As a company looking for continuous innovation, fresh thinking, and pursuing possibilities, Indue’s CEO Manuel Garcia and COO Derek Weatherley attended the Barcelona event this month and Manuel offers his four key take-outs.
The mobile ‘industry’ now spans practically every other industry across all countries, evident in the 200 countries represented at MWC, and over 40 conference speakers from the entertainment, advertising, banking, health, and education industries.
Forty-three percent of the world is connected to the internet, with the digital economy predicted to the bigger than the US economy.
There are already seven billion SIM cards in the world and about 3.7 billion unique subscribers. By 2020 there will be 10 billion mobile devices connected and 3.8 billion mobile internet users. The smartphone will be at the centre of our lives, controlling all other technology and devices.
As a typical consumer has 26 online user names and 5 different passwords, the mobile phone and the SIM card stand out as a means to manage and protect a person’s digital identity.

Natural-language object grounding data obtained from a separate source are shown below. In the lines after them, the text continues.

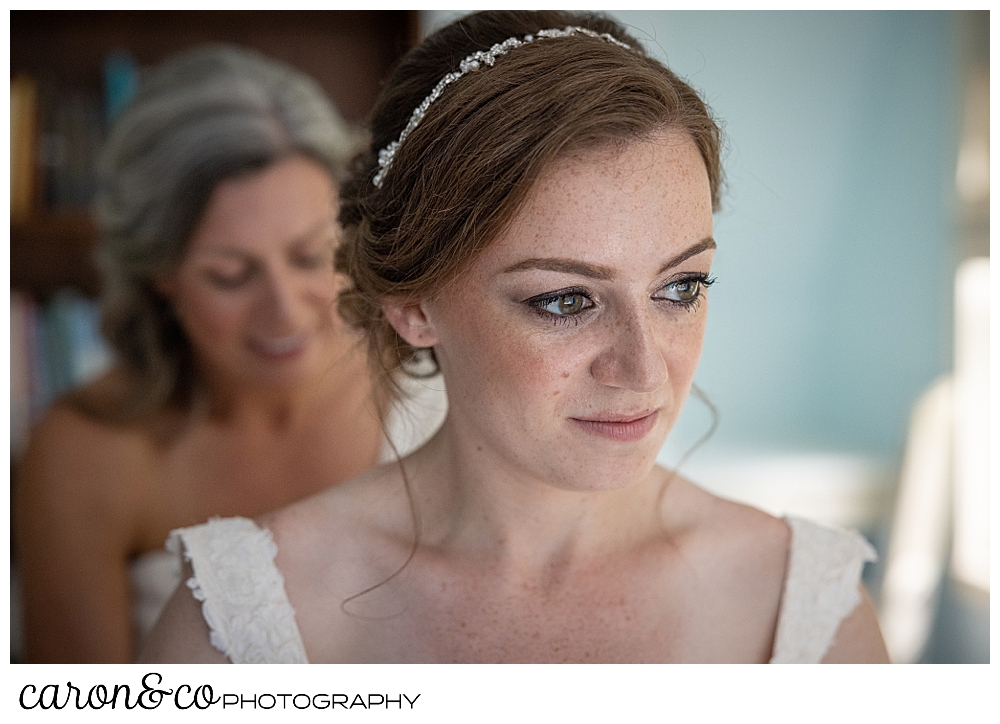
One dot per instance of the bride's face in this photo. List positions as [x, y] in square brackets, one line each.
[569, 346]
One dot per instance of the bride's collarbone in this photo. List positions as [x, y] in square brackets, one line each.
[410, 619]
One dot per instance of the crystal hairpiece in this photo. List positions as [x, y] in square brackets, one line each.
[469, 64]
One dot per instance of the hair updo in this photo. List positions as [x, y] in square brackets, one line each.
[460, 178]
[202, 117]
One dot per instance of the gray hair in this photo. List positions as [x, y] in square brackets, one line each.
[205, 116]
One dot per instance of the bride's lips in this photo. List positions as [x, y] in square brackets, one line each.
[620, 428]
[280, 347]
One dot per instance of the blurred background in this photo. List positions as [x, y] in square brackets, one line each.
[848, 367]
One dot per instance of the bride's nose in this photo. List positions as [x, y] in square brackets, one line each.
[632, 357]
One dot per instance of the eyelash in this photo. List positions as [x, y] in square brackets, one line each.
[539, 303]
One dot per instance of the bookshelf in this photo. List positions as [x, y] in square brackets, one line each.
[347, 52]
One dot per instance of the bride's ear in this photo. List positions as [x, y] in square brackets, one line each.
[410, 320]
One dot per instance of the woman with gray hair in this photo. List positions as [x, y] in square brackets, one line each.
[237, 389]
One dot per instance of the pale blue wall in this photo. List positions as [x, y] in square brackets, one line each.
[835, 242]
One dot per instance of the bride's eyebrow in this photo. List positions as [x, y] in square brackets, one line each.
[597, 271]
[566, 266]
[707, 243]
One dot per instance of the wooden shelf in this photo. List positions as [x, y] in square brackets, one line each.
[54, 250]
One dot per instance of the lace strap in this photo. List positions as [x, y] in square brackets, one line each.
[241, 590]
[821, 589]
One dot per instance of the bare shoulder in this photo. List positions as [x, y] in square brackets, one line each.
[858, 639]
[341, 518]
[73, 457]
[181, 635]
[745, 541]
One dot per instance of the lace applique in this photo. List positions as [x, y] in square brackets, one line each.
[241, 590]
[821, 589]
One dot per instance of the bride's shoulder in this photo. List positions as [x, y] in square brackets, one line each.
[341, 521]
[745, 543]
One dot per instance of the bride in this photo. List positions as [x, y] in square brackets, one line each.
[534, 217]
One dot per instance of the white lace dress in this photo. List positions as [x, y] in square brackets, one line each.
[252, 622]
[410, 424]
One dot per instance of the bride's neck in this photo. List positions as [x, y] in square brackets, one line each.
[471, 505]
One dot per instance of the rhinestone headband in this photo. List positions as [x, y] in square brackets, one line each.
[474, 62]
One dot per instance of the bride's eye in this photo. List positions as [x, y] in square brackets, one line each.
[567, 304]
[561, 305]
[685, 292]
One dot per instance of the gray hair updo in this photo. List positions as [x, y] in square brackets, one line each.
[205, 116]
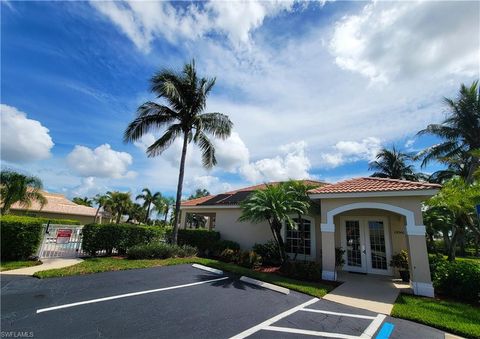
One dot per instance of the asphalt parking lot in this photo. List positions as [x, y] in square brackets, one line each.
[182, 302]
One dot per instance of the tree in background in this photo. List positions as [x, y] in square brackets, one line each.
[83, 201]
[455, 203]
[300, 191]
[118, 203]
[199, 193]
[393, 164]
[460, 133]
[274, 204]
[17, 187]
[185, 95]
[148, 199]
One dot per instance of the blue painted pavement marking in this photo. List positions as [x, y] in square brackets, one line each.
[385, 331]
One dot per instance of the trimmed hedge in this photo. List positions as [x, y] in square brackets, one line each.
[457, 279]
[160, 250]
[205, 240]
[107, 237]
[26, 218]
[20, 236]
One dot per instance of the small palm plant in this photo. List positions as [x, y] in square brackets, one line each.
[148, 199]
[17, 187]
[182, 117]
[274, 204]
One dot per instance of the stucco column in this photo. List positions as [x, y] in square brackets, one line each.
[328, 252]
[420, 279]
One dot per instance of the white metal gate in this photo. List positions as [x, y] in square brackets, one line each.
[61, 241]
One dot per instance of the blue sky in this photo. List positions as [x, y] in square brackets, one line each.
[314, 89]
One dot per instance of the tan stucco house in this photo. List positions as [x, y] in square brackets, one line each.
[58, 207]
[370, 218]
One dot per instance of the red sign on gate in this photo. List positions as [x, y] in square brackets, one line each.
[63, 235]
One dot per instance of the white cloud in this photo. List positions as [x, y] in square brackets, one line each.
[102, 162]
[351, 151]
[89, 187]
[231, 153]
[23, 139]
[143, 21]
[388, 40]
[292, 164]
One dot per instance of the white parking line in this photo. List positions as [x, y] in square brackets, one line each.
[339, 314]
[267, 325]
[126, 295]
[272, 320]
[373, 327]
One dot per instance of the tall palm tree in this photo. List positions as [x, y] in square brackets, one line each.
[460, 132]
[393, 164]
[83, 201]
[185, 95]
[17, 187]
[148, 199]
[274, 204]
[118, 203]
[101, 201]
[300, 191]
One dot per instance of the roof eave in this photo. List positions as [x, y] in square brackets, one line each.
[369, 194]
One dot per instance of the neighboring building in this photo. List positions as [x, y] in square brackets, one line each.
[370, 218]
[58, 207]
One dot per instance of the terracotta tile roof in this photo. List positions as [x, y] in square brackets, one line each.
[369, 184]
[236, 196]
[58, 203]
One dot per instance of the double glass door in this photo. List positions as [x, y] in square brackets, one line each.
[366, 242]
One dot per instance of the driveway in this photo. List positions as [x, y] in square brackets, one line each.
[183, 302]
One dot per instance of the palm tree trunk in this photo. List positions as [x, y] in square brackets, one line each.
[179, 188]
[148, 214]
[166, 214]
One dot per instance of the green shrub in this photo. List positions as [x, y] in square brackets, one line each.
[205, 240]
[223, 245]
[308, 270]
[457, 279]
[249, 259]
[160, 250]
[20, 236]
[107, 237]
[268, 252]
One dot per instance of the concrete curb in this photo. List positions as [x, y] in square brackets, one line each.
[206, 268]
[265, 285]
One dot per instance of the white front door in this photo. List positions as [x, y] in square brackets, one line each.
[366, 242]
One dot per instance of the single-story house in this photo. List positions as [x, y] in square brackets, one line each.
[369, 218]
[58, 207]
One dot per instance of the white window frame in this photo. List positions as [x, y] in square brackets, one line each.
[313, 251]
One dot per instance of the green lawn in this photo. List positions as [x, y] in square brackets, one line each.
[454, 317]
[13, 265]
[95, 265]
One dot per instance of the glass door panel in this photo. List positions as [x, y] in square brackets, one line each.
[378, 252]
[353, 239]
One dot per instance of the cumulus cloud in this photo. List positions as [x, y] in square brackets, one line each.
[143, 21]
[387, 40]
[351, 151]
[102, 162]
[291, 164]
[211, 183]
[23, 140]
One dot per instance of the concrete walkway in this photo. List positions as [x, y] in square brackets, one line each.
[48, 264]
[370, 292]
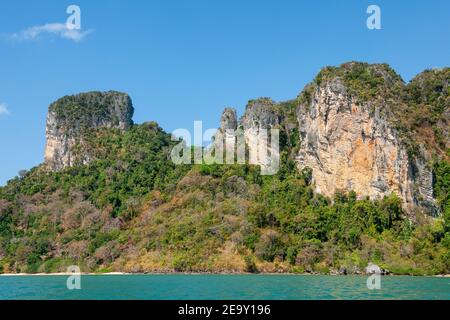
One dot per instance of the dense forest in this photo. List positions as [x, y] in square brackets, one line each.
[133, 210]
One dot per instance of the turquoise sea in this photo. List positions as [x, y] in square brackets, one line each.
[277, 287]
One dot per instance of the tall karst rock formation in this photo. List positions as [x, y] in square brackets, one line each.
[359, 127]
[71, 118]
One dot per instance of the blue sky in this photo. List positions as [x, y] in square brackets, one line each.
[182, 61]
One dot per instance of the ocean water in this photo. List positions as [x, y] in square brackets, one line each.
[273, 287]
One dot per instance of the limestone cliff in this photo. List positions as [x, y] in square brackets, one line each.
[70, 118]
[352, 143]
[354, 127]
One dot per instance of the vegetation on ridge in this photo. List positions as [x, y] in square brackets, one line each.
[131, 209]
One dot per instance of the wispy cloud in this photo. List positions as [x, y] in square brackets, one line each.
[53, 29]
[3, 109]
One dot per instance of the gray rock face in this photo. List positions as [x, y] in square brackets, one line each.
[70, 118]
[260, 114]
[351, 146]
[228, 120]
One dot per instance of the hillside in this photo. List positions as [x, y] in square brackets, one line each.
[127, 207]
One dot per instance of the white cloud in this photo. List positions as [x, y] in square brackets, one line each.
[55, 29]
[3, 109]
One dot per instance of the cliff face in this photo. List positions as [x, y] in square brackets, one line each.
[70, 118]
[352, 146]
[360, 128]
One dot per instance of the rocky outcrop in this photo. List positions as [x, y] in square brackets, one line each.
[70, 118]
[352, 145]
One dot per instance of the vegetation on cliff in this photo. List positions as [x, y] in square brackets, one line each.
[131, 209]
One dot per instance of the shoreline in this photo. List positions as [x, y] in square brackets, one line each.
[202, 273]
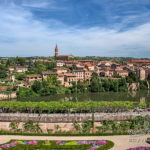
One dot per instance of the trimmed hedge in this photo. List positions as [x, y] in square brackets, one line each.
[52, 146]
[63, 107]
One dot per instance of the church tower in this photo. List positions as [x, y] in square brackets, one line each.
[56, 51]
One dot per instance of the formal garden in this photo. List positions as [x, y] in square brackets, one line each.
[58, 145]
[72, 107]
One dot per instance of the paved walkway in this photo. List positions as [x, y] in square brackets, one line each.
[122, 142]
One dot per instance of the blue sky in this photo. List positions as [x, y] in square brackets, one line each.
[79, 27]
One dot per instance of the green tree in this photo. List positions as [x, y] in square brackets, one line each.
[3, 74]
[37, 86]
[26, 92]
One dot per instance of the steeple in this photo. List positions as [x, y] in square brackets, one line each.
[56, 51]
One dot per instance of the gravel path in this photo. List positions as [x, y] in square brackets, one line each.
[122, 142]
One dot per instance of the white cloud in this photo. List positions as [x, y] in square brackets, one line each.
[22, 35]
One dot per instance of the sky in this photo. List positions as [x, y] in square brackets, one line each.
[108, 28]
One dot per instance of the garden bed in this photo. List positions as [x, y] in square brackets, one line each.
[58, 145]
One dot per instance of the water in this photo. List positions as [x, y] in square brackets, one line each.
[104, 96]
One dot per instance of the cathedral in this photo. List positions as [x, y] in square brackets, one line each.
[61, 57]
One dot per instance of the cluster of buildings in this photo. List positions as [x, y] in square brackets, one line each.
[69, 69]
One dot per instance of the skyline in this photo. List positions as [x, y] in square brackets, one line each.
[81, 28]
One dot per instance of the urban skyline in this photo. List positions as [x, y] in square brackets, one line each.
[82, 28]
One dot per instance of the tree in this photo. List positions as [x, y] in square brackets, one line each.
[37, 86]
[20, 76]
[3, 74]
[40, 68]
[14, 125]
[26, 92]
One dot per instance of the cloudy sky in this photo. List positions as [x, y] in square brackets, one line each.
[79, 27]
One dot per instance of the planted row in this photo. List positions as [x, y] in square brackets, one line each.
[55, 107]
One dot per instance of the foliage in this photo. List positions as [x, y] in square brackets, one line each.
[54, 106]
[45, 145]
[3, 74]
[132, 77]
[30, 126]
[14, 125]
[20, 76]
[83, 127]
[26, 92]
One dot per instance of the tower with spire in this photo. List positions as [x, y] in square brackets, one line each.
[56, 51]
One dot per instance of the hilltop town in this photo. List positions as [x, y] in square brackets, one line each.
[67, 71]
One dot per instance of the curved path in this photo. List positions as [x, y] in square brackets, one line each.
[122, 142]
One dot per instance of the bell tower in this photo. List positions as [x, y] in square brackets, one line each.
[56, 51]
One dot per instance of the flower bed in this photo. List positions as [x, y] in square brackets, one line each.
[58, 145]
[140, 148]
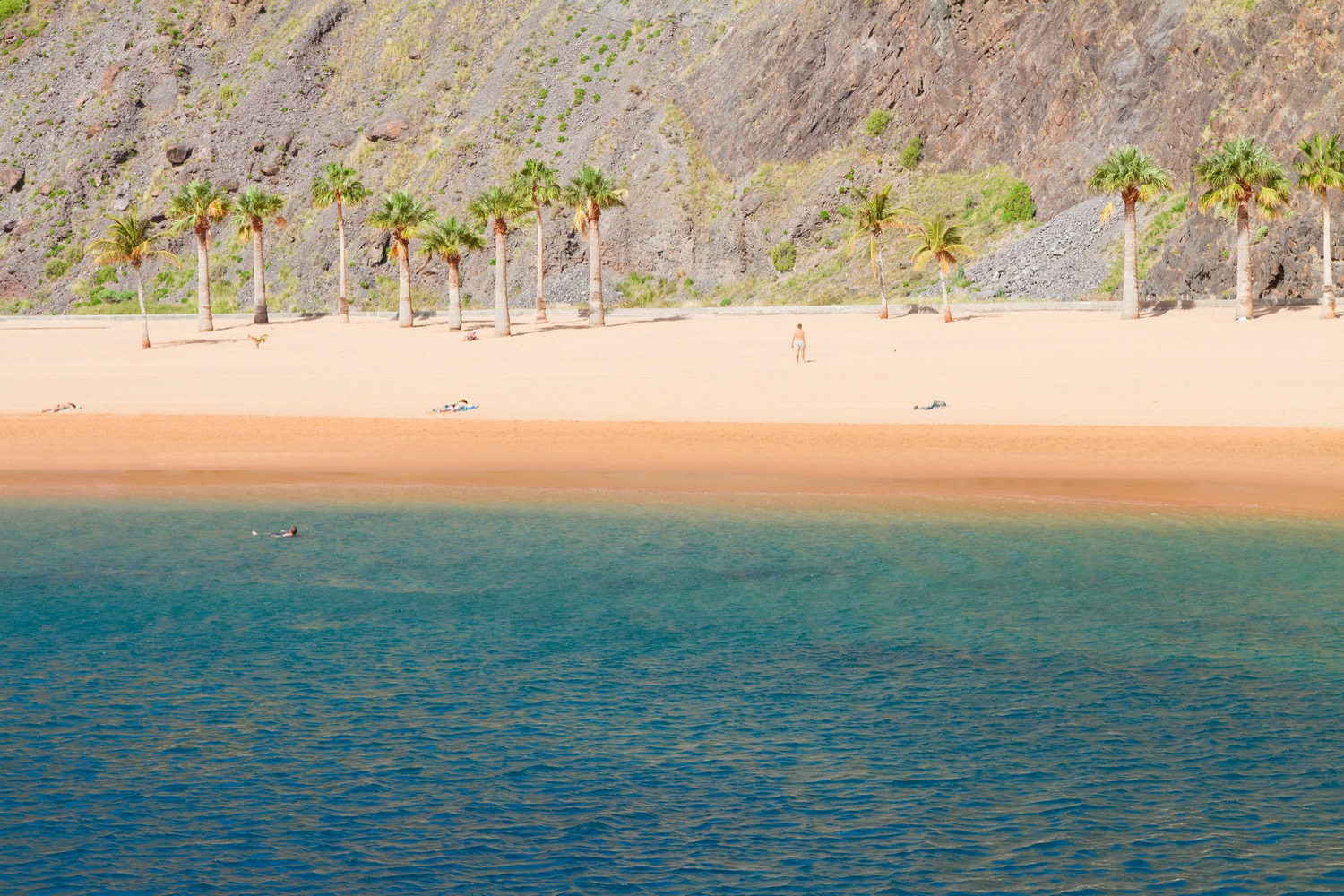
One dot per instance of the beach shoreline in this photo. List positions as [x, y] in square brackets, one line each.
[1230, 470]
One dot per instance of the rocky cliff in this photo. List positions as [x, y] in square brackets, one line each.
[738, 125]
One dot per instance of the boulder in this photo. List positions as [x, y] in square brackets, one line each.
[389, 128]
[109, 78]
[177, 153]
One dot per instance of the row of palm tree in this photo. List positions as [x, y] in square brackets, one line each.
[131, 239]
[1236, 177]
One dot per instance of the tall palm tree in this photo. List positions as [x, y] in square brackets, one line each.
[1320, 168]
[131, 239]
[196, 207]
[1244, 172]
[496, 209]
[539, 183]
[338, 185]
[589, 193]
[871, 218]
[935, 238]
[1137, 179]
[402, 215]
[252, 211]
[451, 239]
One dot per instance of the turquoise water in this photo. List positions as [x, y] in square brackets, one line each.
[513, 699]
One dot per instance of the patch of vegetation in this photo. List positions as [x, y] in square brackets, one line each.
[645, 290]
[1169, 212]
[1018, 206]
[878, 121]
[10, 8]
[911, 153]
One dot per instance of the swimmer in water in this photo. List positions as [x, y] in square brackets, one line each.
[288, 533]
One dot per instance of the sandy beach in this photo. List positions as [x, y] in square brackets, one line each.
[1187, 408]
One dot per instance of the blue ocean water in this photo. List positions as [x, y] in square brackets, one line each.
[545, 699]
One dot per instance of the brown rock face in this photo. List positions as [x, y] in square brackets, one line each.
[109, 78]
[11, 179]
[387, 128]
[1046, 88]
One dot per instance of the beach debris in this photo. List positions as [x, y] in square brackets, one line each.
[460, 405]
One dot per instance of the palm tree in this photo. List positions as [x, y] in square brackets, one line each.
[196, 207]
[1137, 179]
[451, 239]
[935, 238]
[252, 211]
[496, 209]
[1238, 175]
[540, 185]
[871, 218]
[338, 185]
[589, 193]
[402, 215]
[131, 241]
[1320, 168]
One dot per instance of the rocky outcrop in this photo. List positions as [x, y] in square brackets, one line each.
[11, 177]
[177, 153]
[387, 128]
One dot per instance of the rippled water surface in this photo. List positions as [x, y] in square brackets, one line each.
[513, 699]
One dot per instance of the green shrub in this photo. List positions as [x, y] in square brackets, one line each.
[1018, 206]
[911, 153]
[878, 121]
[13, 8]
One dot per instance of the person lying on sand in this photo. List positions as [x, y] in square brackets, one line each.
[460, 405]
[288, 533]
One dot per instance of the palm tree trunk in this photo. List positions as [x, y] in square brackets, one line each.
[502, 323]
[597, 312]
[344, 297]
[882, 287]
[1328, 293]
[144, 314]
[405, 314]
[1129, 293]
[454, 297]
[1245, 306]
[946, 303]
[204, 320]
[540, 296]
[260, 314]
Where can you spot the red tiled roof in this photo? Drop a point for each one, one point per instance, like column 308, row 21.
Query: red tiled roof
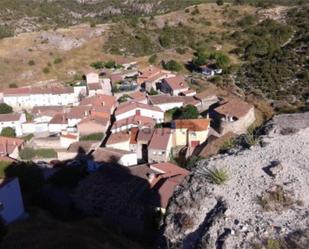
column 160, row 139
column 79, row 112
column 38, row 90
column 192, row 124
column 60, row 118
column 176, row 83
column 95, row 119
column 84, row 146
column 135, row 120
column 8, row 145
column 9, row 117
column 47, row 110
column 125, row 107
column 100, row 100
column 162, row 99
column 108, row 155
column 70, row 136
column 170, row 177
column 145, row 135
column 94, row 86
column 116, row 78
column 118, row 138
column 133, row 139
column 169, row 168
column 234, row 108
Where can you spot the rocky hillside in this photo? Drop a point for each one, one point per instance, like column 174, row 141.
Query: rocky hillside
column 33, row 15
column 256, row 198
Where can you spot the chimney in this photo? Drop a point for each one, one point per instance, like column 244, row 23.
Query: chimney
column 150, row 177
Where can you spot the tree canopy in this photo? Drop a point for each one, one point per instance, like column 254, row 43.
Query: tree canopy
column 5, row 108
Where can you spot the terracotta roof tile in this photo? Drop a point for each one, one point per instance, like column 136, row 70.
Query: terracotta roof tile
column 118, row 138
column 234, row 108
column 160, row 138
column 177, row 82
column 108, row 155
column 192, row 124
column 10, row 117
column 135, row 105
column 8, row 144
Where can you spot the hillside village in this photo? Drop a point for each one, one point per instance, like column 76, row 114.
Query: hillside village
column 141, row 120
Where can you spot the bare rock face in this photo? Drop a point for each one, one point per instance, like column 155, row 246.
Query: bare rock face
column 264, row 199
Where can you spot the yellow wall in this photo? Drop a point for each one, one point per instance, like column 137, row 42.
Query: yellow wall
column 200, row 136
column 180, row 137
column 121, row 146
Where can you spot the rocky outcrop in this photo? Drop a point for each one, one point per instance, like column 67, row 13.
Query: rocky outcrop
column 265, row 199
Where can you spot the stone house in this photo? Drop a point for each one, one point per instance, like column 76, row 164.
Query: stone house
column 160, row 145
column 234, row 115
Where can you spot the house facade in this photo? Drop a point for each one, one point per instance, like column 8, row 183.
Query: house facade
column 120, row 140
column 234, row 116
column 160, row 145
column 174, row 85
column 190, row 132
column 10, row 147
column 14, row 121
column 132, row 108
column 11, row 202
column 28, row 97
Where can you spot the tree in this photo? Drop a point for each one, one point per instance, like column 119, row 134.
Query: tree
column 5, row 108
column 152, row 59
column 8, row 132
column 220, row 2
column 110, row 64
column 189, row 112
column 239, row 2
column 200, row 59
column 27, row 153
column 173, row 65
column 30, row 177
column 153, row 92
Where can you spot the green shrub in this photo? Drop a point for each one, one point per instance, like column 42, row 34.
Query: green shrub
column 8, row 132
column 153, row 91
column 187, row 112
column 46, row 153
column 216, row 176
column 46, row 70
column 220, row 2
column 57, row 60
column 28, row 137
column 92, row 137
column 3, row 166
column 5, row 108
column 27, row 153
column 273, row 244
column 110, row 64
column 13, row 85
column 5, row 31
column 97, row 64
column 31, row 63
column 152, row 59
column 227, row 145
column 29, row 175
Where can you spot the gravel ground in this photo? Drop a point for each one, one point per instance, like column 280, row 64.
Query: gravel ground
column 244, row 218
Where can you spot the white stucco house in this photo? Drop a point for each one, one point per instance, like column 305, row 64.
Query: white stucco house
column 92, row 78
column 13, row 120
column 116, row 156
column 131, row 108
column 11, row 202
column 28, row 97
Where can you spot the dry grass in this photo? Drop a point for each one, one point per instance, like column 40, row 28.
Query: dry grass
column 16, row 52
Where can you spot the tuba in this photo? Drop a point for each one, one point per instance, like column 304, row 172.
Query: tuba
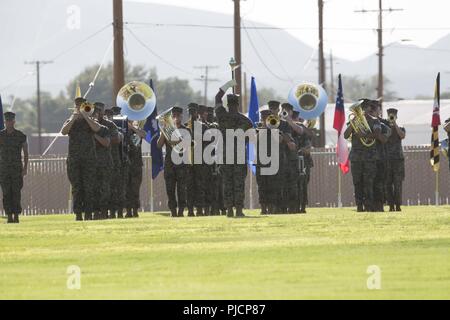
column 136, row 100
column 273, row 121
column 359, row 123
column 87, row 107
column 170, row 131
column 310, row 100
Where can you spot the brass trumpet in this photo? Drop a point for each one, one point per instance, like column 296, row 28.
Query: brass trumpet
column 87, row 107
column 360, row 125
column 273, row 121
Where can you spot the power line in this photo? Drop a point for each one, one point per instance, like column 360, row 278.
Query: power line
column 82, row 41
column 273, row 54
column 380, row 12
column 157, row 55
column 208, row 26
column 205, row 78
column 261, row 59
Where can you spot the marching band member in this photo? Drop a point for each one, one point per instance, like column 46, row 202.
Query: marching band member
column 82, row 159
column 395, row 173
column 12, row 143
column 174, row 174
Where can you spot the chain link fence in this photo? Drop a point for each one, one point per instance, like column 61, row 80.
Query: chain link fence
column 47, row 189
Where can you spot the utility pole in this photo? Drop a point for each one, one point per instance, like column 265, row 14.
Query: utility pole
column 38, row 99
column 205, row 78
column 322, row 74
column 237, row 49
column 380, row 88
column 119, row 78
column 332, row 97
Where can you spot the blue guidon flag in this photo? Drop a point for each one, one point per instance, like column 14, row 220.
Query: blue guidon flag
column 152, row 129
column 253, row 115
column 435, row 123
column 2, row 122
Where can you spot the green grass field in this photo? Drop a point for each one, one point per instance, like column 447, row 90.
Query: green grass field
column 324, row 254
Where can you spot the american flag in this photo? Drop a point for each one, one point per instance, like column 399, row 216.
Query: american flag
column 338, row 124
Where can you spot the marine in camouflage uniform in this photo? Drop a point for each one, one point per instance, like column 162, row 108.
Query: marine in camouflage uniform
column 216, row 185
column 264, row 182
column 380, row 178
column 363, row 159
column 304, row 143
column 82, row 159
column 105, row 163
column 196, row 173
column 291, row 193
column 134, row 172
column 117, row 181
column 175, row 175
column 208, row 169
column 12, row 143
column 234, row 174
column 395, row 171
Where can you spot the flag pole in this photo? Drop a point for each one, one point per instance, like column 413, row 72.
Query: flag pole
column 151, row 184
column 436, row 193
column 339, row 187
column 251, row 189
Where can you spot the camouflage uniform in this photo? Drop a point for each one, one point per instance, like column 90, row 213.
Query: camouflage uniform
column 197, row 176
column 11, row 179
column 233, row 175
column 117, row 181
column 282, row 181
column 175, row 176
column 364, row 169
column 134, row 174
column 81, row 166
column 395, row 173
column 304, row 142
column 268, row 186
column 104, row 171
column 380, row 178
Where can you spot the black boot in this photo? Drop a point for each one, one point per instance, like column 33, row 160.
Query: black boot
column 263, row 209
column 104, row 214
column 303, row 209
column 87, row 216
column 129, row 214
column 239, row 213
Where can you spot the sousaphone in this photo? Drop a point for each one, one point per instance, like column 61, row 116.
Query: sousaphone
column 309, row 99
column 136, row 100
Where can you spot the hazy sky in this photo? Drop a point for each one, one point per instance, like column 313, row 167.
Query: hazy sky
column 350, row 35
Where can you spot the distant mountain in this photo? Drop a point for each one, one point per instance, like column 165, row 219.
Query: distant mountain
column 38, row 30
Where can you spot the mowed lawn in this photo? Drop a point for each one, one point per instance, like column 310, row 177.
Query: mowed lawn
column 323, row 254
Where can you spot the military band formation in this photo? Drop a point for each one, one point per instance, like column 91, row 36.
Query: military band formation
column 104, row 162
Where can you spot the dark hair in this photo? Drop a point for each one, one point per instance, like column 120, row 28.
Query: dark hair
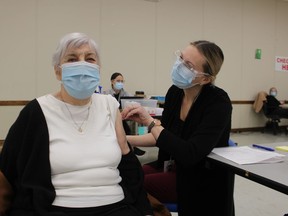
column 114, row 75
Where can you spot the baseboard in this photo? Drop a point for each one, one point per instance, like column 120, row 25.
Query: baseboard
column 234, row 130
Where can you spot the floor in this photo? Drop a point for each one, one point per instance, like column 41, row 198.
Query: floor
column 251, row 199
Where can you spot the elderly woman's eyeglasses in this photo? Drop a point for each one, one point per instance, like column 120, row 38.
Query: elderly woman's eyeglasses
column 187, row 64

The new economy is increasingly facilitated by information and mobile devices are now central to this data collection. Their ability to connect with the internet, along with the expected standardised development of 5G in 2016, makes them a key tool to industrialise the internet. 5G, expected to be available in 2020, will operate at possibly 1 terabyte per second, improve the quality of the customer experience, create a step-change in terms of energy consumption and costs, and provide more flexibility. 5G will also help us overcome issues such as connections, latency and speed, with the ability to enable 100 billion connections. There will be nothing in our lifestyle we won’t be able to connect to via an internet connection.
The next industries to benefit from the evolution in digital data will be mobile payments – making payments, receipting, speed and security – and health care.
Other innovations discussed at MWC included ‘ePaper’ (foldable technology) and self-charging phones that charge from voice vibrations or screen tapping.
Customers, technology and business models are being influenced by changing trends and one driver is the principle of sharing. Connectivity is enabling businesses to better meet the needs of the consumers and the better this connectivity works, the more efficient and productive a business can be.
Mobile carriers and ‘over-the-top’ players need to work better with each other in order to give consumers a better experience and this will see business models merging into one. For example, Facebook not only serves as a means of sharing images and socialising between users, it is also a communication network. The question is whether it should be subject to the same regulation as communication networks.
Developing nations lead the world in the adoption of mobile money and there are 100 million active users of mobile money, with 16 countries now having more mobile money users than they have bank accounts. Technology companies are increasingly obtaining Visa and MasterCard licences, so the integration of banking and technology will only become more prevalent.
Innovation at present is particularly focused on the development of digital money such as Bitcoin. It is also focused on the device itself, which are now capable of doing more than was ever intended, such as wearable technology or connecting to suitcases, where the phone will track your suitcase, tell you where it is and how much it weighs.